Water is one of the most valued natural resources, and its availability for consumption varies considerably within any region. Recycling water and biomass through reuse systems can help preserve finite available resources for future generations. An approach to achieve this goal is through modular production systems. These types of systems can be developed to utilize recycling technologies to preserve resources and enhance economic development as well as the quality of life, particularly for rural areas. Livestock waste, aquatic plants, fish, and feed for livestock might seem to be unrelated at first glance, but when combined in a modular production approach they become an effective approach to recycling water and biomass along with developing rural economics.

A modular production system concept is applied, using existing scientific knowledge and technologies, to connect these components into a self-sustaining, environmentally-friendly system.

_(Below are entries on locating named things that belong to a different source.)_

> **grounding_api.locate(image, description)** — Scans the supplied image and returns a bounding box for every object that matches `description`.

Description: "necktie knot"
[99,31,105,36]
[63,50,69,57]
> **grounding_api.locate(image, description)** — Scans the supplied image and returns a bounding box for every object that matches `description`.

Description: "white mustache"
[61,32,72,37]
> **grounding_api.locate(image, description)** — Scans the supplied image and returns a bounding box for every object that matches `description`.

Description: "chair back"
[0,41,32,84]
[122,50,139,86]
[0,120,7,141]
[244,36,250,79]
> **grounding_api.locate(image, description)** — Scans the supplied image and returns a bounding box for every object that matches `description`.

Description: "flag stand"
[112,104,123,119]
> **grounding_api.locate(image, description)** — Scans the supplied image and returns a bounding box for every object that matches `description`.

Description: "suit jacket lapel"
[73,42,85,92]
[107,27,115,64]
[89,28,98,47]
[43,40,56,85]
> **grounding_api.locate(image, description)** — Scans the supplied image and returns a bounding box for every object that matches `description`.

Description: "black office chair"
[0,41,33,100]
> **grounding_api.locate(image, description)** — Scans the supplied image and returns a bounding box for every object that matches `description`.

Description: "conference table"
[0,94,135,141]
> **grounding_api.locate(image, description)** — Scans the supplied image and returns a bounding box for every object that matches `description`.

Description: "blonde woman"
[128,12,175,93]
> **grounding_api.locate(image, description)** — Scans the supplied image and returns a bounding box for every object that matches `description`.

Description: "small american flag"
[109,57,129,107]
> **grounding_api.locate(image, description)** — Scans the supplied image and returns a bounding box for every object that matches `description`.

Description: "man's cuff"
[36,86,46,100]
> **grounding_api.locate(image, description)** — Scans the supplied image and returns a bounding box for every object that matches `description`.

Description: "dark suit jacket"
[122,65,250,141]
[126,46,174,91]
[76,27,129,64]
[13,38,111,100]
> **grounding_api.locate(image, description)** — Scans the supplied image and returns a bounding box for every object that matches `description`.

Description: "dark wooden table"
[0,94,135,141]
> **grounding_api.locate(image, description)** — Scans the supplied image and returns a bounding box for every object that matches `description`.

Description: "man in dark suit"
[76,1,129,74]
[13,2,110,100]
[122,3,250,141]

In this study the modular production system is composed of growing aquatic plants from livestock waste, feeding pond fish with a portion of these aquatic plants, then harvesting the plants and the fish to mix with agricultural biomass (cotton waste) to form a high protein content feed ration. The feed ration will then be used for livestock feed and the purified wastewater from the system will be reused to initiate the cycle once again.

The objective of this study is to investigate the viability of these modular systems for real life application. The various scenarios and the cost feasibility of a modular production system are examined. Economic analyses and modeling are conducted on the estimated costs of raw material, equipment, labor, and transportation. The resulting model shows that the modular systems approach is a promising alternative solution to economic, environmental, and social issues for rural areas, although the specific system modeled is not itself economically feasible.